Yesterday Adobe released a security bulletin that discusses a new attack which is targeting a flaw in its Acrobat and Reader programs.
The flaw affects both version 9.4.6 and 10.1.1 of its Reader and Acrobat programs, on all supported platforms, which include both Windows and Macintosh PCs.
Described only as a "U3D memory corruption" vulnerability, if the attacker takes advantage of it by releasing a compromised PDF document that when opened causes the target system to crash, it allows the attacker to take control of the system. Adobe does not go into any additional details on the nature of the attack such as whether the Reader browser plug-in is affected, but does mention it affects the following versions of Adobe products:
- Adobe Reader X (10.1.1) and earlier 10.x versions for Windows and Macintosh
- Adobe Reader 9.4.6 and earlier 9.x versions for Windows, Macintosh and UNIX
- Adobe Acrobat X (10.1.1) and earlier 10.x versions for Windows and Macintosh
- Adobe Acrobat 9.4.6 and earlier 9.x versions for Windows and Macintosh
Unlike most security advisories this vulnerability is not just on paper as a potential threat, but is being actively exploited by hackers who are so far targeting Windows PCs running Adobe Reader version 9.4.6, and as a result attacks on other versions and platforms could easily happen in the near future.
Despite the potential for the attacks spreading, because of the critical nature of this problem for Windows users, Adobe is going to be releasing an "out of cycle" update for Adobe 9.4.6 for Windows in the week of December 12, 2011; however, other versions and platforms will have to wait until January 10, 2012 to receive an update. Adobe claims it is working to fix the vulnerability in its software, but needs to prioritize based on the current threat and what it can do with limited staffing around the holiday season.
Even though an update for version 10.1.1 of Adobe Reader X and Acrobat X will not be released for at least another month, on these versions the exploit can be thwarted by turning on enhanced security options in the program's preferences.
To enable protected view in Adobe's Reader X and Acrobat X products, go to the Edit menu and select Preferences. Then select "Security (Enhanced)" and check the option to "Enable Enhanced Security," ensure that either the "All Files" or "Files from potentially usafe locations" are checked if they are available.
On Windows PCs you can also go to the "General" section of the preferences and ensure that "Enable Protected Mode at Startup" is selected, but this option is not available for Reader on OS X.

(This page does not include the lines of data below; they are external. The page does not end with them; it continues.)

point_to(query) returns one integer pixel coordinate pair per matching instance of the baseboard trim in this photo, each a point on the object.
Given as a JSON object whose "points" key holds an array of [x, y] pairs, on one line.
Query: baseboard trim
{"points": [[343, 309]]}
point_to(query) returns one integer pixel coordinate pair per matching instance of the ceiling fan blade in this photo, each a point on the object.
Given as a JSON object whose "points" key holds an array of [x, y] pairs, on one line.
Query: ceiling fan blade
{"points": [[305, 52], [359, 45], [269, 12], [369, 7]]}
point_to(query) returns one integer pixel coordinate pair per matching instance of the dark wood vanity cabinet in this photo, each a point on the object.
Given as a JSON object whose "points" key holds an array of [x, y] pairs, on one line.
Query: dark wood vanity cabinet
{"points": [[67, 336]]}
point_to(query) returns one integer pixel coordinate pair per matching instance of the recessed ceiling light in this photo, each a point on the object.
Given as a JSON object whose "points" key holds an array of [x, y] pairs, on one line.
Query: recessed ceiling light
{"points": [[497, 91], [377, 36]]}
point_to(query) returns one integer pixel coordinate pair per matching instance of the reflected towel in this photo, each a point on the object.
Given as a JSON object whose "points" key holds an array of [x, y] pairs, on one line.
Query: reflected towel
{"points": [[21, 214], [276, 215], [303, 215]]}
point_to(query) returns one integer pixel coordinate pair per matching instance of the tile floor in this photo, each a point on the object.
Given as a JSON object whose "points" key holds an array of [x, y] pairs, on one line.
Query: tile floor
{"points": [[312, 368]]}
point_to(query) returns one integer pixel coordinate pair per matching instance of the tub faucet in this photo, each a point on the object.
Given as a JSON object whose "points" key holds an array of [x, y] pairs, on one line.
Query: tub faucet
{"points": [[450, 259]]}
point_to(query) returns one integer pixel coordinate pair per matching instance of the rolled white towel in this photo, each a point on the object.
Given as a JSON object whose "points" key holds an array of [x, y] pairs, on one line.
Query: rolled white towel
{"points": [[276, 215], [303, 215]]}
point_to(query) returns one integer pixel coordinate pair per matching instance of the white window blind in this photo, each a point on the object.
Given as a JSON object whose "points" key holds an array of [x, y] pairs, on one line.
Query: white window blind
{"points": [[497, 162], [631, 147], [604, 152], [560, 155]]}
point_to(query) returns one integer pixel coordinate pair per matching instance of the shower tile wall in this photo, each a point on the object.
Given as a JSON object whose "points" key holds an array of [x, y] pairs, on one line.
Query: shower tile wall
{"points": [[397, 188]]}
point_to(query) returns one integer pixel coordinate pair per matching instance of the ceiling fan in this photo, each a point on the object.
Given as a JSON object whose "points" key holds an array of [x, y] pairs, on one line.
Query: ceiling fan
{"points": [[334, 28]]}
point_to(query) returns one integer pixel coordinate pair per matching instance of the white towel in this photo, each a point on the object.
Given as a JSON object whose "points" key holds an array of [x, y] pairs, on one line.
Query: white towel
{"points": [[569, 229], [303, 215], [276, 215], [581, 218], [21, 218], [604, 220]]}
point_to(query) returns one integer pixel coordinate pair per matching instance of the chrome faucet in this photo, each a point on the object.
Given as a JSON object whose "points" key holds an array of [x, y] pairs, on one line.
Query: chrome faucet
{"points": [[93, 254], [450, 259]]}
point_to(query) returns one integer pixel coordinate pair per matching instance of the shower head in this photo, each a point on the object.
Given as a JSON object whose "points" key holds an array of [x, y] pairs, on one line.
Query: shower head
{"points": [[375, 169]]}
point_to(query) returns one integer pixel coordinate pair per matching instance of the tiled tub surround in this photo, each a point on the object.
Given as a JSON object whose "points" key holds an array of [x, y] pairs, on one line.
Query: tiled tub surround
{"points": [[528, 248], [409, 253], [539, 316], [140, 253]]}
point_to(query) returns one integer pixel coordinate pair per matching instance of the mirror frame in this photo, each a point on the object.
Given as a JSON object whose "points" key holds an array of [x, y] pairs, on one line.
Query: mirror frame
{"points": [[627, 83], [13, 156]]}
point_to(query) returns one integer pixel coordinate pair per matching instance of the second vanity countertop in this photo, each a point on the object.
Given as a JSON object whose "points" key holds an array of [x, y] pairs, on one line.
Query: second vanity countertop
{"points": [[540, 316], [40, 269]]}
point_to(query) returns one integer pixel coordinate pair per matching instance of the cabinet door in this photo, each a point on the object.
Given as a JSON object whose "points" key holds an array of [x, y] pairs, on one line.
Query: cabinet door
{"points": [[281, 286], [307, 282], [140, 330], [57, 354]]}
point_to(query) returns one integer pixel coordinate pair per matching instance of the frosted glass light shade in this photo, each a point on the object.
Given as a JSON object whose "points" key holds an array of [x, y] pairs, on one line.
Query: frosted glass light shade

So far the only reports that Adobe has of this problem are attacks against Adobe Reader 9.x on Windows PCs, but the same exploit could be used against Macintosh and Unix PCs running either version 10.1.1 or version 9.4.6 of either Acrobat or Reader. Because of this and because Acrobat X and Reader X have this additional security, in a blog posting by the Adobe engineering team the company urges users to upgrade to these versions of its products and enable the enhanced security options.
For Mac users, while Adobe Reader has its uses, do keep in mind that Apple has its own PDF implementation in OS X that can be used to both create and view PDF documents. Apple's default PDF viewer is its Preview program.